Arachnoid cysts rarely cause complaints and are usually not explicitly treated; otherwise, open-lip schizencephaly often causes complaints [8]. Arachnoid cysts, an intracranial CSF-filled lesion lined with arachnoid membranes, only make up 1% of all intracranial space-occupying lesions (SOL) that are usually asymptomatic and often an incidental finding [9]. This case showed a schizencephaly caused a relatively large size of the arachnoid cyst and would continue to compress the surrounding structure, which led to episodes of seizures. Although the etiology is still poorly understood, the plausible risk factor, in this case, is the absence of consumption of folic acid during pregnancy. Similar findings have only been reported in two cases before, with the co-existence of arachnoid cyst caused by traction effect and splitting of the leptomeninges because of deep cortical infolding of the schizencephalic cleft [8].

The present of new-onset seizures in adults without a clear cause, other symptoms, and normal findings in physical and general neurological examinations make the need for advanced investigation to confirm neuroanatomical abnormalities. MRI provides excellent detailed images of anatomic changes, GM visualization, and to differentiate the fluid-associated central nervous system abnormalities. In this case of schizencephalic, each of the MR sequences helps show its different characteristics. T1-weighted (T1W) sequence shows cortex detail of schizencephaly. T2-weighted (T2W) sequences in the sagittal plane are used to evaluate polymicrogyria. Fluid-attenuated inversion recovery (FLAIR) sequence is precious to differentiate focal cortical dysplasia; and heterotopic grey matter, which is seen as hyperintense.
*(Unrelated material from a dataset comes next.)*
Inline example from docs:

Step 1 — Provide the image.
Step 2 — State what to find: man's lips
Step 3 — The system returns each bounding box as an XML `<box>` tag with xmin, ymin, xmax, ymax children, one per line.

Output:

In the case of an arachnoid cyst, MRI is also the best modality to illustrate the cyst’s anatomic location, size, surrounding structures and to differentiate other cause of cyst. The classic arachnoid cyst has no identifiable internal architecture and does not enhance [10, 11].
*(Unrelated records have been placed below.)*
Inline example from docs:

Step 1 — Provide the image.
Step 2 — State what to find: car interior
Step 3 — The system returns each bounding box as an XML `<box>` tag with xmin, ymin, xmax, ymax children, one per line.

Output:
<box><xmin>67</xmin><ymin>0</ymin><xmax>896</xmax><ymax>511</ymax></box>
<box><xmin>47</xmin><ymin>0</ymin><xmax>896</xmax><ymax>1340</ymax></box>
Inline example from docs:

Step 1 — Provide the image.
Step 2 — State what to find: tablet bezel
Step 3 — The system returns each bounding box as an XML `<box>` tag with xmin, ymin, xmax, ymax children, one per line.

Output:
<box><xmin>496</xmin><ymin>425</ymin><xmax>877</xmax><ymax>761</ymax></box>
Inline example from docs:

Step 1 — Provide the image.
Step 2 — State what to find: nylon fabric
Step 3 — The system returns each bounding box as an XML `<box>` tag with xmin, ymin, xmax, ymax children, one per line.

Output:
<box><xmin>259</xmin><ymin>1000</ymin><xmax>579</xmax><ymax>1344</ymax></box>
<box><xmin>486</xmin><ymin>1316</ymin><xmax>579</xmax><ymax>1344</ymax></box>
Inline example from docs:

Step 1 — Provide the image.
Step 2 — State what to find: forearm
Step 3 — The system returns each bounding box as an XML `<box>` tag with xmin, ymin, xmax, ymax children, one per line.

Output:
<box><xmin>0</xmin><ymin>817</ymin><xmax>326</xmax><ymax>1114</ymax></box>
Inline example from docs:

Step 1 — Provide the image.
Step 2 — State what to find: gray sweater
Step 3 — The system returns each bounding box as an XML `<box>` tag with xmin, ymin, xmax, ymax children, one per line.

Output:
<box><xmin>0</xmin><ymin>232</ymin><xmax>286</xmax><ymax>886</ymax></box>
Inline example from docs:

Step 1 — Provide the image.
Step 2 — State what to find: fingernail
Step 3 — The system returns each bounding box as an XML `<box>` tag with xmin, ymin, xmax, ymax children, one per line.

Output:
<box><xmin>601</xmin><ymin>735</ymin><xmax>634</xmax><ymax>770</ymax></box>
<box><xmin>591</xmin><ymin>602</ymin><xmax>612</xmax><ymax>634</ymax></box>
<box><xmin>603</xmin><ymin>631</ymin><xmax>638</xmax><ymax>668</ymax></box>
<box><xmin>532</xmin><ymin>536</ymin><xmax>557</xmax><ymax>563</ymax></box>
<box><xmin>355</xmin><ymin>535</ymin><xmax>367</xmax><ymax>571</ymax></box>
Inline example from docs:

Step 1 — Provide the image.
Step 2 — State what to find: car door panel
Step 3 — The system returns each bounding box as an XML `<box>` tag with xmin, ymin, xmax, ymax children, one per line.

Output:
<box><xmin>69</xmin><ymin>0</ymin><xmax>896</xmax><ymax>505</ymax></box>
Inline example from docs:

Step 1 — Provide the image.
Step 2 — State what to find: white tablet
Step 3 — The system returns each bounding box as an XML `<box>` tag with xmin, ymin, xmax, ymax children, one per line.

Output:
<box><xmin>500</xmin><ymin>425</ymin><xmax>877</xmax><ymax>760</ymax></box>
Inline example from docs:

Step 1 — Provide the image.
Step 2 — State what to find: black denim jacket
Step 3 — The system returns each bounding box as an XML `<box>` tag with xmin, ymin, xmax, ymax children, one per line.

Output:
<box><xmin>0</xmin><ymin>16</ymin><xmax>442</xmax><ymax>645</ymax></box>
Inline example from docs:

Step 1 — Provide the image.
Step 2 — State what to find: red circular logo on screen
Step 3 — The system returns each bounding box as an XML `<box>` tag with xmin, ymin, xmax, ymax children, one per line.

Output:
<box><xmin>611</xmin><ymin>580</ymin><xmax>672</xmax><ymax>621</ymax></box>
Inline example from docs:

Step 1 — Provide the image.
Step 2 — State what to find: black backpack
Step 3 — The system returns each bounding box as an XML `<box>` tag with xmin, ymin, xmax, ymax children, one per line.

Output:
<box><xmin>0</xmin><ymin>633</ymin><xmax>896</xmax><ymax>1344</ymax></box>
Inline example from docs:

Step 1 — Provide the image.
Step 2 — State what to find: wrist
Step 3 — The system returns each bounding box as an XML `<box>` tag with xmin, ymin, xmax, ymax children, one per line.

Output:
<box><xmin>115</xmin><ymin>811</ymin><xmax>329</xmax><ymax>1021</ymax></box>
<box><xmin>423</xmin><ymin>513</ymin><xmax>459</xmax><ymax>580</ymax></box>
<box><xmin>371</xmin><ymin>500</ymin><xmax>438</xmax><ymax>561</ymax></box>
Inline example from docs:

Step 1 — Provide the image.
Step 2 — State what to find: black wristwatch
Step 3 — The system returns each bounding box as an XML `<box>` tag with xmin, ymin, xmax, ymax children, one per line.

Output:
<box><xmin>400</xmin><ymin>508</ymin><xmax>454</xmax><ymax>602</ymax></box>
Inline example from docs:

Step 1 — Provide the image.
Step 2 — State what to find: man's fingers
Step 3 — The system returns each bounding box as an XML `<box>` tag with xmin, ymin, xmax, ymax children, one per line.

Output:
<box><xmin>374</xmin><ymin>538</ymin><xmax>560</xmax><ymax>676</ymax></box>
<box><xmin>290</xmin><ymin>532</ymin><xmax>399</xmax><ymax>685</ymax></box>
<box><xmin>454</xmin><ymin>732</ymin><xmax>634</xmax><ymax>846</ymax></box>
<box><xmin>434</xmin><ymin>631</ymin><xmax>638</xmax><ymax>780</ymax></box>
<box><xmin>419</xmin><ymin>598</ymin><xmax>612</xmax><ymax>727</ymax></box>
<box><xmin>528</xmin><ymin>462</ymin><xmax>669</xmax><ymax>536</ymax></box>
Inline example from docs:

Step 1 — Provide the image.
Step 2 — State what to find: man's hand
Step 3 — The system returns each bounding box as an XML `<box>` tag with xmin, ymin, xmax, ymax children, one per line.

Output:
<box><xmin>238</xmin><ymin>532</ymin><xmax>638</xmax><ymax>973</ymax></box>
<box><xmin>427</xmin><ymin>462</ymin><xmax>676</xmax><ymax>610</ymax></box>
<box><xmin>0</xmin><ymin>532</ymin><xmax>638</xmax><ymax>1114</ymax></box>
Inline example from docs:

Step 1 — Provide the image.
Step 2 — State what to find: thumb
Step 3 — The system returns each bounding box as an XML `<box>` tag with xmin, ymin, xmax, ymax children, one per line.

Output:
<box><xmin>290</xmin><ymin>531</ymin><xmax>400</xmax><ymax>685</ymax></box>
Management of schizencephaly usually prioritizes supportive and rehabilitative management. However, surgery is generally performed if hydrocephalus or raised intracranial pressure is present [12]. In the case of symptomatic arachnoid cyst that compresses surrounding structure, surgery should be performed. Surgical excision of the arachnoid cyst’ wall performed when the lesion is readily amendable, also, surgical/endoscopic fenestration can also be considered [9, 13].
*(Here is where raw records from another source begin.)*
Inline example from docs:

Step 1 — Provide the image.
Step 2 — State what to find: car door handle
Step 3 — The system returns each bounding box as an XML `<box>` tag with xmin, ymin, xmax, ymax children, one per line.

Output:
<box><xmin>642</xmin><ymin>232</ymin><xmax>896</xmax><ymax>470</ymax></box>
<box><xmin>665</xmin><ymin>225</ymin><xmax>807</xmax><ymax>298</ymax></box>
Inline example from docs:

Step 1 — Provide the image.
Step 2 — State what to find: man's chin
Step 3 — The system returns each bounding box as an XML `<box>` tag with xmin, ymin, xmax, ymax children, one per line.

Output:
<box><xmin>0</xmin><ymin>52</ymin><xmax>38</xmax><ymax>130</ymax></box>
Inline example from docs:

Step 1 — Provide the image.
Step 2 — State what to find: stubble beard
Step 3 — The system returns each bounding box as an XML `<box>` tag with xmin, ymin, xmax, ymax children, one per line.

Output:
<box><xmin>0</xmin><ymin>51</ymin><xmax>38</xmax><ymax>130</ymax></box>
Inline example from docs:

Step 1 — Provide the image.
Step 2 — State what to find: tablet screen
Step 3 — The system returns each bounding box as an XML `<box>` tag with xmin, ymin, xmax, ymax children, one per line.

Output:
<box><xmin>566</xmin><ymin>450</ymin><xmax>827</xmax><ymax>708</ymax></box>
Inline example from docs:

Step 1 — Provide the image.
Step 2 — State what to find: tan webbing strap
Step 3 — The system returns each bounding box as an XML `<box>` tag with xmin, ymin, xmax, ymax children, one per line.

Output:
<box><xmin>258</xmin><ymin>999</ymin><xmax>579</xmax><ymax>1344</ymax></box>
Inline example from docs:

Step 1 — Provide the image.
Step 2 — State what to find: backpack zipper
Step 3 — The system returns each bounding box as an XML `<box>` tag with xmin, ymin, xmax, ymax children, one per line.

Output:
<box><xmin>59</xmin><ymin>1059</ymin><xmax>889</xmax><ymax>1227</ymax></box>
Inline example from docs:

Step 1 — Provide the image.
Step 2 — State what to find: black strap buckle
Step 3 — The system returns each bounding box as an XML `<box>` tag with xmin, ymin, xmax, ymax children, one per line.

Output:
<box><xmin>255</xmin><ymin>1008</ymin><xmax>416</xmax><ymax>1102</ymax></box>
A cystoperitoneal shunt is rarely used due to the complications that can arise with long-term shunt placement; however, it is needed as an emergency choice when significant hydrocephalus or mass effect is present [9, 13]. As in this case, cystoperitoneal shunt was performed to reduce the midline shift and the size of the arachnoid cyst. Surgical excision was not performed because the schizencephaly would still raise the intracranial pressure. After surgery, anti-epileptic medications were initiated, and the patient did not experience any episodes of seizures during a month of follow-up. However, further observation must be done periodically.

Conclusions

New onset of seizure-associated schizencephalyin adult are very rare. Epilepsy in open-lip schizencephaly of this case resulting from space-occupying lesions (SOL) effects of enlarged arachnoid cysts. The episode of seizure was successfully resolved after the cystoperitoneal shunt that reduced the arachnoid cyst size and double anti-epileptic agents.